When it comes to pure storage, the drive that stands out is the Samsung SpinPoint F3. However, because of its rotation speed, it won’t be right for you if you’re looking for a very quiet configuration, in which case two other choices should be considered from among the 5400/5900 rpm drives: the EcoGreen F3, which is fastest for file copying, or the Barracuda LP, which is the quietest. It is also the drive with lowest energy consumption and which stays coolest, though only slightly more so than the other models tested. More importantly, in spite of its 5900 rpm rotation, it gives pretty good performance as a system disk and can represent a good choice for use as such.

To finish with, the Western Caviar Green range offers no significant advantage over the competition and the same goes for the Hitachi 7K1000.C. Neither of these are necessarily models we would recommend on the strength of our tests.

Of course it's impossible for us to give our own data on reliability.
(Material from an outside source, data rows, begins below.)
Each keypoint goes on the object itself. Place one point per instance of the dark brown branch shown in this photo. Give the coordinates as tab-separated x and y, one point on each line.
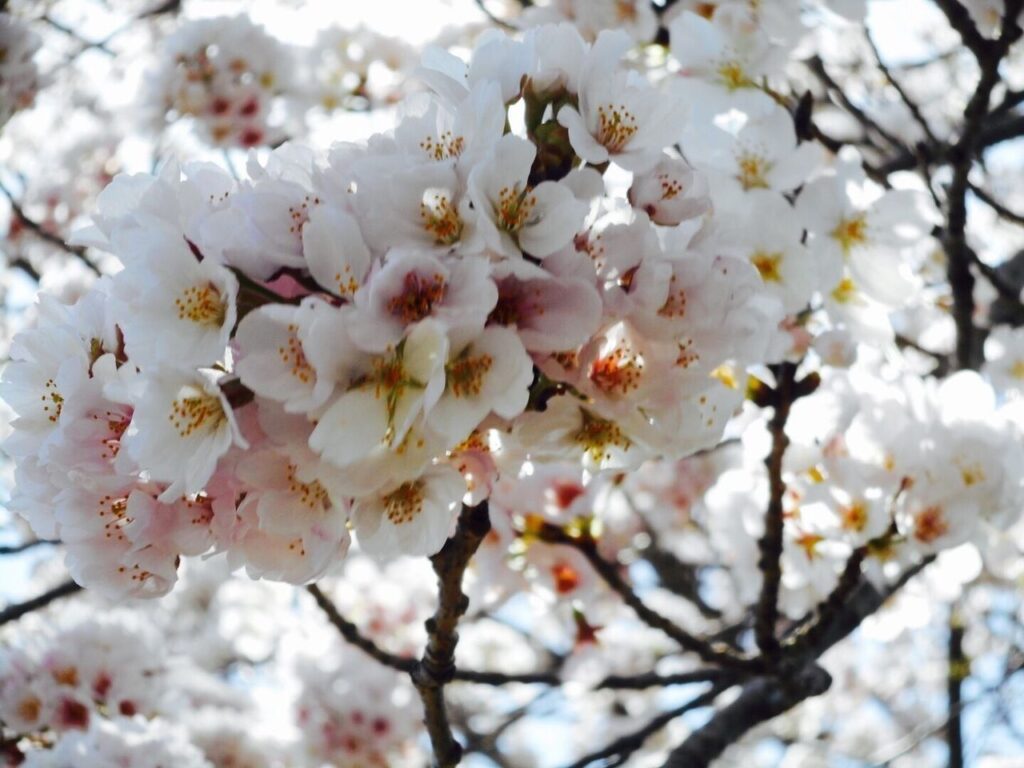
26	266
817	68
910	104
954	678
994	132
712	652
960	18
989	53
43	233
653	680
770	545
437	666
623	748
15	611
1001	286
351	634
354	636
761	699
996	206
We do however have access to the stats of a large French etailer. The Hitachi 7K1000.C is the least reliable according to its figures, with a returns rate of 4.89% on drives sold in the first half of the year. It is closely followed by the Barracuda LP with 2.63% and the WD10EADS with 2.43%. Next comes the Seagate 7200.12 at 1.82% returns, and the WD1001FALS and WD1002FAEX (Caviar Black) which are both at 1.09%. The SpinPoint F3 has a returns rate of 0.93%. Next come the Western drives with 0.86% for the WD10EARS and 0.83% for the WD10EALS. Surprise! In the short term at least, a 7200 rpm drive has the lowest returns rate. Note that we don’t have enough data about the WD10EAVS and EcoGreen F3, as they didn’t sell well enough over the period analysed.